Cullen: Current systems sometimes tie this to something "a little
expensive". I think to have a viable solution we're going to have to dig
into the requirements.
JDR: I was originally on consent only, but Alissa changed my mind: If
it's unacceptable to the gatekeepers, we're done. We therefore should
allow the protocol to allow variablity.
Rohan: If we implement the full consent model, can we change later? EKR:
I think we can.
Travis: The quarantine mode is probably the one we want to shoot for.
EKR: Any mechanism that allows immediate messages possibly leaks info,
so that might tie in privacy.
DKG: This is going to need to be negotiated; just one model won't work.
Also, consent could be revoked.
Jon: This is probably going to need a design document to sort this.
Harald: The question is at the wrong level. The receiver needs to
evaluate the local rules, and might need to ask the network for help to
block. Policy is not part of transport protocol.

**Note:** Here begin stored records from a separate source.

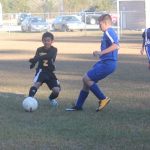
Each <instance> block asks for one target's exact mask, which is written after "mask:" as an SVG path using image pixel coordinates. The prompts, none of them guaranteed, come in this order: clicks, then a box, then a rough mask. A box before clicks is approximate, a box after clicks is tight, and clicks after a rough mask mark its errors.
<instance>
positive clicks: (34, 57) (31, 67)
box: [29, 49, 39, 69]
mask: <svg viewBox="0 0 150 150" xmlns="http://www.w3.org/2000/svg"><path fill="white" fill-rule="evenodd" d="M38 56H39V52H38V49H37V51H36V53H35V56H34V57H33V58H30V59H29V62H30V63H31V64H30V69H32V68H34V67H35V64H36V63H37V59H36V57H38Z"/></svg>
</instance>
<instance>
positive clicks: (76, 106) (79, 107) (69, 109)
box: [66, 106, 83, 111]
mask: <svg viewBox="0 0 150 150" xmlns="http://www.w3.org/2000/svg"><path fill="white" fill-rule="evenodd" d="M79 110H83V109H82V107H77V106H73V107H71V108H66V111H79Z"/></svg>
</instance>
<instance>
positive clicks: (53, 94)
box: [28, 32, 60, 106]
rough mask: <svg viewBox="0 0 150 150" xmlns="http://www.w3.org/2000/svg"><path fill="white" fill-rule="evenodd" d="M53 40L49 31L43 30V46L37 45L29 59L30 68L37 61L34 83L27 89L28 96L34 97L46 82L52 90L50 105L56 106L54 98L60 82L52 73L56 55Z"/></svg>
mask: <svg viewBox="0 0 150 150" xmlns="http://www.w3.org/2000/svg"><path fill="white" fill-rule="evenodd" d="M53 41H54V36H53V34H52V33H50V32H45V33H44V34H43V36H42V42H43V46H41V47H39V48H38V49H37V51H36V53H35V56H34V57H33V58H31V59H30V60H29V62H30V63H31V64H30V69H32V68H34V67H35V65H36V63H38V65H37V68H36V73H35V77H34V83H33V85H32V86H31V88H30V90H29V95H28V96H30V97H34V95H35V94H36V92H37V90H38V89H39V87H40V86H41V85H42V84H43V83H46V84H47V86H48V88H49V89H50V90H51V91H52V92H51V94H50V96H49V100H50V104H51V105H52V106H56V105H57V104H58V103H57V100H56V98H57V97H58V95H59V92H60V84H59V81H58V80H57V77H56V75H55V73H54V71H55V65H54V63H55V59H56V55H57V48H56V47H54V46H52V43H53Z"/></svg>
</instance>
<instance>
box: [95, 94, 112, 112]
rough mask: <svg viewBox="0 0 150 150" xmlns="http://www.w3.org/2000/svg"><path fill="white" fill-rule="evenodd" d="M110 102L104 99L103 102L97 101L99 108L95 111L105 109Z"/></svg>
mask: <svg viewBox="0 0 150 150" xmlns="http://www.w3.org/2000/svg"><path fill="white" fill-rule="evenodd" d="M109 102H110V98H108V97H106V98H105V99H103V100H100V101H99V107H98V108H97V109H96V111H97V112H98V111H101V110H102V109H103V108H104V107H106V106H107V105H108V103H109Z"/></svg>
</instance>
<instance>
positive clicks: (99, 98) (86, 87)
mask: <svg viewBox="0 0 150 150" xmlns="http://www.w3.org/2000/svg"><path fill="white" fill-rule="evenodd" d="M99 26H100V29H101V30H102V31H103V32H104V34H103V37H102V39H101V48H100V50H97V51H94V52H93V55H94V56H98V57H99V61H98V62H97V63H96V64H95V65H94V66H93V67H92V68H91V69H90V70H89V71H87V73H86V74H85V75H84V77H83V88H82V89H81V91H80V94H79V96H78V99H77V100H76V102H75V105H74V106H73V107H72V108H66V110H67V111H76V110H82V108H83V104H84V102H85V100H86V98H87V97H88V95H89V91H91V92H92V93H93V94H94V95H95V96H96V97H97V99H98V108H97V109H96V111H97V112H98V111H100V110H102V109H103V108H104V107H105V106H106V105H107V104H108V103H109V102H110V98H108V97H106V96H105V94H104V93H103V92H102V91H101V89H100V88H99V87H98V85H97V82H98V81H100V80H102V79H104V78H106V77H107V76H108V75H110V74H111V73H113V72H114V71H115V70H116V68H117V60H118V48H119V41H118V36H117V34H116V33H115V31H114V30H113V28H112V18H111V16H110V15H109V14H104V15H102V16H100V18H99Z"/></svg>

Pete Resnick: Depending on scale of some providers, they might want to
help before the receiver asks for help, and block before consent occurs.
Need to put something in at provider level to require certain consent.
Chairs: Out of time, more issues. External deadlines Need to start
discussion threads on list. Kickstart series of virtual interims on
regular cadence, starting in a couple of weeks. Doodle on list for
timeslot.
Ekr: Not a big fan of bi-weekly. Maybe interims less often?
Chairs: Need process for agreeing on semi-stable draft versions as
interop targets. Maybe regular deadlines for PRs. Asks for input.
Discussion of whether we use github issues for discussion. Easier to
have discussions on list in pre-doc phase.